As mentioned before, I am a part-time burger aficionado and a full-time ranker-of-things (to coin a term). That’s why I like to pit “famous” burgers against each other in a Battle Royale (with Cheese). This time it’s the one-of-a-kind Burger Joint versus the 900-of-a-kind Five Guys.

Burger Joint

If any one burger has the most reliable claim on the ‘best burger in New York’ title, it is the legendary Burger Joint in the Parker Meridien Hotel on 56th Street. Start a conversation with any local about where to get a great burger, and this place is sure to come up.

Part of the appeal of this place is the location: an unassuming corridor branching off the lobby of a luxury hotel, a curtain brushed aside, and suddenly you’re in a somewhat dingy (almost tacky) wood-panelled room, festooned with pen-scrawled graffiti and movie posters which don’t seem to follow any consistent theme.

Minimalism is on the menu too: only hamburgers and cheeseburgers are on offer, along with fries and a small selection of drinks. As the menu declares: “if you can’t see it, we don’t have it!”

Which gives you all the more time to focus on where, if anywhere, you’re going to be able to sit. Space is definitely at a premium, though fortunately a booth opened up for me and my eating companion when our food was ready.

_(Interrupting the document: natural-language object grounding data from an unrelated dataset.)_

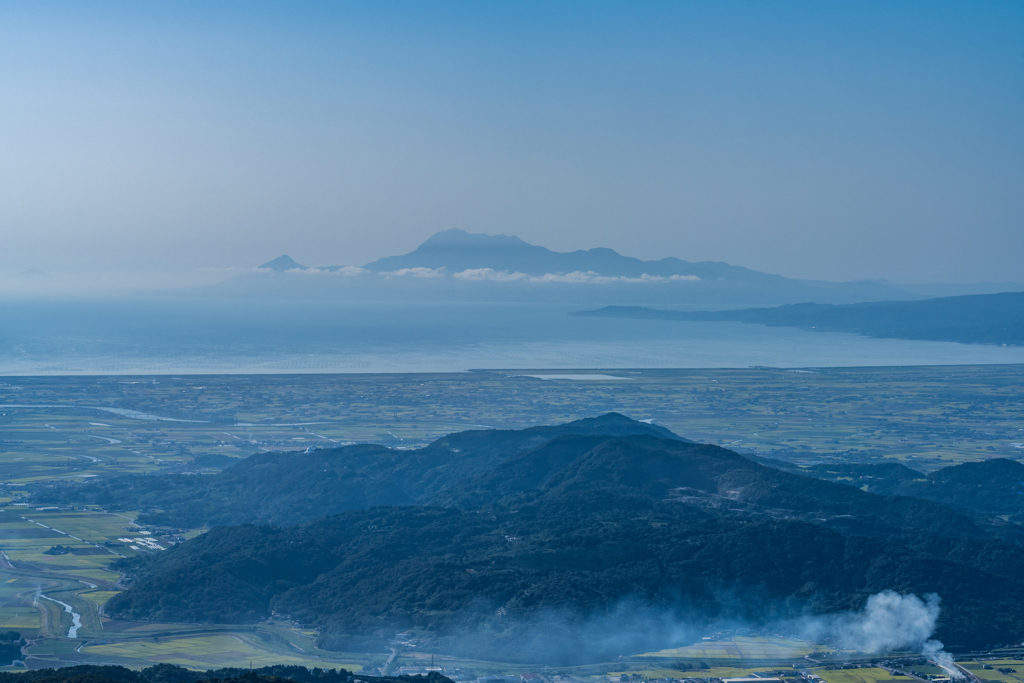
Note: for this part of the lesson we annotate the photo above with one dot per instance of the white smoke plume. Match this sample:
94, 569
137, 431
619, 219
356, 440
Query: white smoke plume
888, 623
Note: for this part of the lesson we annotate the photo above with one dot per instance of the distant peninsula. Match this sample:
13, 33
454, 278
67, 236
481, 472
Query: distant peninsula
456, 265
983, 318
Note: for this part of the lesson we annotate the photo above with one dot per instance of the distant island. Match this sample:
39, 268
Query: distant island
983, 318
456, 265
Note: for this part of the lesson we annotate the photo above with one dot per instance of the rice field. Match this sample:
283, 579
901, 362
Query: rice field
994, 674
740, 647
858, 676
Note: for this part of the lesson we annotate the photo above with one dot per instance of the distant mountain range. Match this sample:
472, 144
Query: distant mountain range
458, 265
570, 543
983, 318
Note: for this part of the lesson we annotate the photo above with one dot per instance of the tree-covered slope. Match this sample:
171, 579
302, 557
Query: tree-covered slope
291, 487
580, 526
993, 486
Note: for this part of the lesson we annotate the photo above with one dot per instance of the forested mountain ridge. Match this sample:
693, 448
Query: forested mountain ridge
291, 487
580, 525
992, 486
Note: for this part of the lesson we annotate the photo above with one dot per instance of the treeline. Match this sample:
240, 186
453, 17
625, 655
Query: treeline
166, 673
288, 488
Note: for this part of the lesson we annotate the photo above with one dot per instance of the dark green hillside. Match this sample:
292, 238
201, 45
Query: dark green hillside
571, 531
978, 318
290, 487
992, 486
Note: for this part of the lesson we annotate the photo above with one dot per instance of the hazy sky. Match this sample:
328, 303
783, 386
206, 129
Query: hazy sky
832, 140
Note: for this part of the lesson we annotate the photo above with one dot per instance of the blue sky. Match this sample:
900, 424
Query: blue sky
828, 140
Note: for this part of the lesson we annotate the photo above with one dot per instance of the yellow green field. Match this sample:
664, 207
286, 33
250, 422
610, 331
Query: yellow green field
858, 675
993, 674
206, 652
740, 647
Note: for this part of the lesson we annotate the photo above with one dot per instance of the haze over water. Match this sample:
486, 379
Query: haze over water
188, 336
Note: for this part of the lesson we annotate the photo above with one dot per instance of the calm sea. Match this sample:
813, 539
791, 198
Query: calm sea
189, 336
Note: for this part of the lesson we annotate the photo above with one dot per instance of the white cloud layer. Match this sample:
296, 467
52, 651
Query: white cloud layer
578, 276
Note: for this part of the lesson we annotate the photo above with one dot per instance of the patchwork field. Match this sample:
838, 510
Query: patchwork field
993, 674
202, 652
739, 648
871, 675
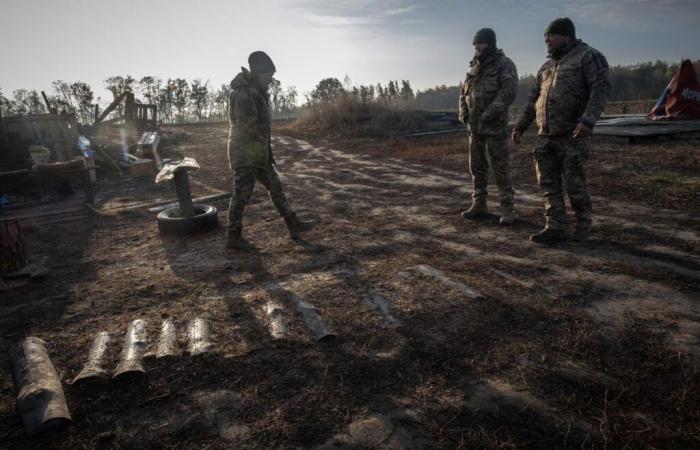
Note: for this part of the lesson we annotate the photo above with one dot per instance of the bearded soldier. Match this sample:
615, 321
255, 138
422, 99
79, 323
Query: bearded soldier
567, 99
487, 92
250, 150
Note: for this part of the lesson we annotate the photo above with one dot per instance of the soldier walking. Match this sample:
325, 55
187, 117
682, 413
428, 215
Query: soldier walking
487, 92
567, 100
250, 150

The first positive is that you get to specify how you want your burger cooked (as in, well done, medium, rare etc.). I asked for medium rare and my order came up in about five minutes:

As you can see, at $6.89, you’re not buying size. You are, however, buying quality. The patty was cooked to perfection, exhibiting a delightful pink when bitten through:

It’s one of those burgers that manages to be messy without being a collapsing nuisance. The flavours are strong and work well with a lunchtime beer (Sam Adams is on tap for a fiver). Also, you’re unlikely to need a top-up snack at 4pm.

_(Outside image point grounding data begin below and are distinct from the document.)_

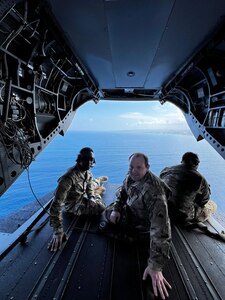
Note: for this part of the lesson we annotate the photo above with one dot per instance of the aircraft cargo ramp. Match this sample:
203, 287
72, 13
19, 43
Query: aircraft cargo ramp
95, 266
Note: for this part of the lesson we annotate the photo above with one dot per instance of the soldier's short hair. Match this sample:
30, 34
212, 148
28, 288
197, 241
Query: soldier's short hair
190, 158
139, 154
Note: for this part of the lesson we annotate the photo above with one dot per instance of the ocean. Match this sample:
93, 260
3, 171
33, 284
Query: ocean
112, 150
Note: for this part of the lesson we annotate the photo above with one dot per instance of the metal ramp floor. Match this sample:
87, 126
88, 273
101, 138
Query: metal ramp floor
93, 266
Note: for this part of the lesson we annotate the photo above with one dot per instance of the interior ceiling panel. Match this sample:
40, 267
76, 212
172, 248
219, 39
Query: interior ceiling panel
136, 48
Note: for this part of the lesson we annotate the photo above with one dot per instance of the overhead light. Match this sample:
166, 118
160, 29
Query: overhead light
130, 74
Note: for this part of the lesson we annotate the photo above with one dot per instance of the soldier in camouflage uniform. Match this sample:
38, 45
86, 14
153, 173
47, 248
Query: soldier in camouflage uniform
190, 191
141, 205
77, 193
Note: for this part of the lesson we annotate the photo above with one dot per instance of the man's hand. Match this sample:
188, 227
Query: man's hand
56, 241
114, 217
159, 283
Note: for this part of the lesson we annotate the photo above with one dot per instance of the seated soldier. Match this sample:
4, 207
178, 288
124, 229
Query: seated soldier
190, 200
78, 192
140, 207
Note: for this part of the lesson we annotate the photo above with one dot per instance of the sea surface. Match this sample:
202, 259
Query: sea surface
112, 150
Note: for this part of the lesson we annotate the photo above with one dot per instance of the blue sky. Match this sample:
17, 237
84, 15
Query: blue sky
128, 115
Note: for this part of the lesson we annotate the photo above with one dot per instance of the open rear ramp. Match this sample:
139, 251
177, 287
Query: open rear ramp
94, 266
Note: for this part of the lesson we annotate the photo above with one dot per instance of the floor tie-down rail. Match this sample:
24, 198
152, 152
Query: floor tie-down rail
93, 266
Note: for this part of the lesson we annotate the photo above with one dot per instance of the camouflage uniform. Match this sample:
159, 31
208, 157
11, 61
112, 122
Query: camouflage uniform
190, 192
74, 190
143, 207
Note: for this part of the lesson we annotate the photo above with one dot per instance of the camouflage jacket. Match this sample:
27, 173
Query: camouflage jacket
189, 190
72, 187
147, 202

The fries are forgettable and the ambience is a little too cool for school, but there’s no denying that this burger justifies the hype. You may have to line up outside the door if you visit during lunch hours, but this is a New York burger experience not to be missed.

Verdict: Go there.

Five Guys

Five Guys is your standard 21st century franchise phenomenon (see Chipotle and Pinkberry) that went from five restaurants in Virginia in 2001 to over 900 locations in 40 states by 2011.

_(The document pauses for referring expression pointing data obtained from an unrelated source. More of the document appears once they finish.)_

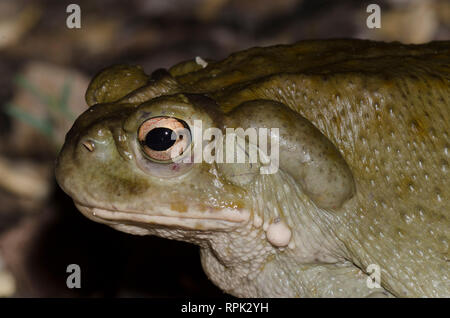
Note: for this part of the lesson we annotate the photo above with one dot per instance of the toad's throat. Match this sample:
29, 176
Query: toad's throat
216, 219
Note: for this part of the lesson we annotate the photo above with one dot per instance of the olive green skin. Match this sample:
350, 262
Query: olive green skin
375, 118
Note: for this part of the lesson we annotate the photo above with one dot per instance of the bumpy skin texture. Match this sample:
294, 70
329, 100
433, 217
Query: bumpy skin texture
363, 177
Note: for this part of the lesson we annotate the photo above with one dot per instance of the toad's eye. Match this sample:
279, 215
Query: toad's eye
164, 138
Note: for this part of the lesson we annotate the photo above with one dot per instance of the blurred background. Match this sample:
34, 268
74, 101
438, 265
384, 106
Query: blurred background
45, 68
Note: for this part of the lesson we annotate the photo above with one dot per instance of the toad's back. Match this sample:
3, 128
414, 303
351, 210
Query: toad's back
386, 108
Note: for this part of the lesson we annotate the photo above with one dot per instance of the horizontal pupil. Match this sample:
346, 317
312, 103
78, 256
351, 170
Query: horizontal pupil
159, 139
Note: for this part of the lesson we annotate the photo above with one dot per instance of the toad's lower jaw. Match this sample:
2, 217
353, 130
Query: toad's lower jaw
225, 218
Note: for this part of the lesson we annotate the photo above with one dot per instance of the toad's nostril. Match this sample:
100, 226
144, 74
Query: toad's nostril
89, 145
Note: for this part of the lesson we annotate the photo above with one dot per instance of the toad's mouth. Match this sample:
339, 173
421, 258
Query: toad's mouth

A recent article in the LA Times described Five Guys as being part of a “growth of mid-level eateries that are more expensive than fast food but cheaper than fancy restaurants”. This image was no doubt aided by Zagat awarding the company “best fast food burger” in 2010.

Indeed, the President himself famously stopped by for a cheeseburger shortly after taking office.

The chain retains a ‘down-home’ feel, though, by offering free peanuts and stacking immense sacks of Idaho potatoes behind the counter, which according to a profile in BusinessWeek is “a holdover from early locations that didn’t have storage space in the kitchen”. The story also claimed the company shuns national advertising campaigns in favour of word-of-mouth publicity.

Despite the lack of advertising, one thing Five Guys is not is modest. The decor of their restaurants basically consists of posters mentioning all the awards their burgers have won:

Five Guys is a worthy opponent for Burger Joint, as the emphasis is on simplicity and customisation. Customers choose their base burger (either the two-patty ‘regular burger’ or single-patty ‘little burger’) and then are given an option of eleven free toppings: mayo, mustard, ketchup, relish, onion (grilled or raw), lettuce, pickle, tomato, green pepper, jalapeño, and grilled mushrooms. Bacon and cheese are available for an extra charge.

I opted for a very simple ‘little burger’, with only the traditional lettuce and tomato as accompaniment. I like to taste the beef.

And taste it I did. A Five Guys burger does what all burgers should: drip. My major issues with most burger chains is that their sandwiches can be comfortably held in one hand, with minimal spillage. It seems unnatural.

As the emphasis at Five Guys is on fresh ingredients, the company doesn’t freeze its beef, and you can tell. Even the ‘little burger’ yields that wonderfully metallic, almost acrid, bite on the pallet that good meat gives. The fries, too, are pretty good, having been hand-carved from those mighty Idaho potatoes sitting around the restaurant.

Next time I’ll be sure to branch out and try a few of those free condiments.

Verdict: Far superior to its fast food competitors, including Shake Shack.

And the winner is… Burger Joint. But Five Guys is definitely the pick of the chain restaurants.